There is an obvious difference between streets designed by engineers, as they almost exclusively are in modern cities, and streets designed by architects or locals. This does not put engineers out of jobs; they are important for the implementation, the same way the software engineer is needed to build the software. The engineer still needs to worry about drainage, the placement and capacity of utilities, the structural stability of the street, figuring out the logistics of trash pickup, deliveries, etc. - all of the important stuff to bring the vision to life. But, engineers are crappy designers.
![](images/blog109-24.jpg)
Even on this street not designed by an engineer in Lucerne, Switzerland, we still worry about storm water run-off, that the buildings do not landslide into the river, the sett does not buckle, etc. Engineers still have an important role.
Engineers are also important for designing roads - connectors between A to B.
![](images/blog109-25.jpg)
Motor-roads and railroads in Secaucus, New Jersey.
But, roads are not streets. Streets are the living room of the community, or as Strong Towns puts it, a platform for building wealth.
![](images/blog109-26.jpg)
Streets and roads in Toulouse, France.
By allowing engineers to lay out our cities and design our streets, what we have done is created the "programmer art" version of cities.
![](images/blog109-44.jpg)
A street in Hoboken, New Jersey.
![](images/blog109-45.jpg)
A street in Zurich.
![](images/blog109-27.jpg)
A street in Jersey City, New Jersey.
When our cities could be so much better.
![](images/blog109-28.jpg)
Streets paved in granite with plenty of seating in New York City.
![](images/blog109-29.jpg)
A pedestrian mall in Jersey City, New Jersey.
![](images/blog109-30.jpg)
A street in Salzburg, Austria.
![](images/blog109-31.jpg)
What your intersection could be like, even if cars are allowed, in Salzburg, Austria.

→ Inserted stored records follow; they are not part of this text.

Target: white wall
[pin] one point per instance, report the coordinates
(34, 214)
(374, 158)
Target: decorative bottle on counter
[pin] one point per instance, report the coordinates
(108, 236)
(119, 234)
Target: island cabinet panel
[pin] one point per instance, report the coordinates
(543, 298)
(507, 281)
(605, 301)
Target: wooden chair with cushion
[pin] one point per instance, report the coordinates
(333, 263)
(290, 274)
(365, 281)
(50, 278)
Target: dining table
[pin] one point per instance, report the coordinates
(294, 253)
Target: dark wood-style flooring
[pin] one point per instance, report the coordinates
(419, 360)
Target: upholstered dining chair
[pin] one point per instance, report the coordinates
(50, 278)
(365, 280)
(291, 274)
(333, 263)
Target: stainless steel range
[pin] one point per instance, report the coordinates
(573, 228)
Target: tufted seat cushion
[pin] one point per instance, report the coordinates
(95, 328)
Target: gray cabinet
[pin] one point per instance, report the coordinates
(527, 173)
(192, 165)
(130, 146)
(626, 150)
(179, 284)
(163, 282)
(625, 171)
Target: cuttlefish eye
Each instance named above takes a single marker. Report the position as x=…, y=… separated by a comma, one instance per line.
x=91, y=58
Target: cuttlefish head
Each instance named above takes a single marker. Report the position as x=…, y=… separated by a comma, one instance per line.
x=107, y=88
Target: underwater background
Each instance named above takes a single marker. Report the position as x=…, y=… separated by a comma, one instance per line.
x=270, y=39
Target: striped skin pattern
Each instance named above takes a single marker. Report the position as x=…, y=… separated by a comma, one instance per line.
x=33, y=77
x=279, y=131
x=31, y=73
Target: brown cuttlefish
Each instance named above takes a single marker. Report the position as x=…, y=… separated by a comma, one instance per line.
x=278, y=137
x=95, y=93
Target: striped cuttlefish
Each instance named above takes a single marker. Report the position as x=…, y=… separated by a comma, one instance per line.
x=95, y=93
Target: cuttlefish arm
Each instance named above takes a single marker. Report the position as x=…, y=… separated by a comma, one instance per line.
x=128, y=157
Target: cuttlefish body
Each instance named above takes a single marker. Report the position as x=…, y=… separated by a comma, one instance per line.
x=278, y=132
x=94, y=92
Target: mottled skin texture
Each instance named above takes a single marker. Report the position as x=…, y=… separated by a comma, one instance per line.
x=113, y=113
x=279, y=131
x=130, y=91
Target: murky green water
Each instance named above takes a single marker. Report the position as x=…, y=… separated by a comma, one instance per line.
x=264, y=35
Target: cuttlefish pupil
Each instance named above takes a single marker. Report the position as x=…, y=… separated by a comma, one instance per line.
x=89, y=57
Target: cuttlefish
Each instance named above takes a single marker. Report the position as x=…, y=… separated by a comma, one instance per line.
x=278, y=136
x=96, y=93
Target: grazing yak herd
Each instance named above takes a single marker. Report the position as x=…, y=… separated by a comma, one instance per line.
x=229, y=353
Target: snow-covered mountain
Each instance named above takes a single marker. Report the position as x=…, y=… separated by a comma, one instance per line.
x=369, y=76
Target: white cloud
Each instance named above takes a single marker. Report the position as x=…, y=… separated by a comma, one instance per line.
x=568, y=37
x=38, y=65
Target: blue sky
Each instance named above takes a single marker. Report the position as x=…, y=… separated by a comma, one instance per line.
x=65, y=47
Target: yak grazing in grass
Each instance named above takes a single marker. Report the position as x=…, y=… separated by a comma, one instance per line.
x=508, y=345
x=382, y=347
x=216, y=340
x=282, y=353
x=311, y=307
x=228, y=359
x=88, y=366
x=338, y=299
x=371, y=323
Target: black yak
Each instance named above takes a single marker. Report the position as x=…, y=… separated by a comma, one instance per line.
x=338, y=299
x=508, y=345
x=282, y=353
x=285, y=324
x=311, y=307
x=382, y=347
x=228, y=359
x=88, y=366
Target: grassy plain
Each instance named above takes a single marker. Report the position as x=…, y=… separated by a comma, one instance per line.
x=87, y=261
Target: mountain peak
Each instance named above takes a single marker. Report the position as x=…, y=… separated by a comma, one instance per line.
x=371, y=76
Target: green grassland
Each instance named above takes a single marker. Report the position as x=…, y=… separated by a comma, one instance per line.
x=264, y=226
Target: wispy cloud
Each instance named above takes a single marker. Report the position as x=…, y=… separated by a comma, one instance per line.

![](images/blog109-32.jpg)
Bicyclists on a quiet residential street in Tokyo.
![](images/blog109-33.jpg)
The main street in and through Hallstatt, Austria. Cars are allowed, but without much parking, they kept to the outskirts.
There are plenty of people able to design beautiful places today. They are hired by the entertainment industry - film, video games, theatre, and theme parks.
![](images/blog109-34.jpg)
My most favourite fictional city, Altissa from Final Fantasy XV.
![](images/blog109-35.jpg)
Another shot of Altissa. In the real world, we have the charming Venice, but why are we not duplicating this over and over?
![](images/blog109-36.jpg)
Hogsmeade - a fictional place from Harry Potter, but now it physically exists in a theme park in Florida.
![](images/blog109-37.jpg)
Nagasaki Holland Village - a Dutch theme park in Japan.
![](images/blog109-38.jpg)
Even kids in Minecraft know how to make a town more charming than most of our real life places.
![](images/blog109-39.jpg)
A fictional Asian city by an artist.
![](images/blog109-40.jpg)
A fantasy street village.
If we can dream it, we can build it. Places like this exist today.
Engineers play an important role in figuring out how to make it a reality. But, please, do not let engineers design our streets.
![](images/blog109-42.jpg)
We can build streets and neighborhoods like this if we wanted to.
Our cities do not need more programmer art.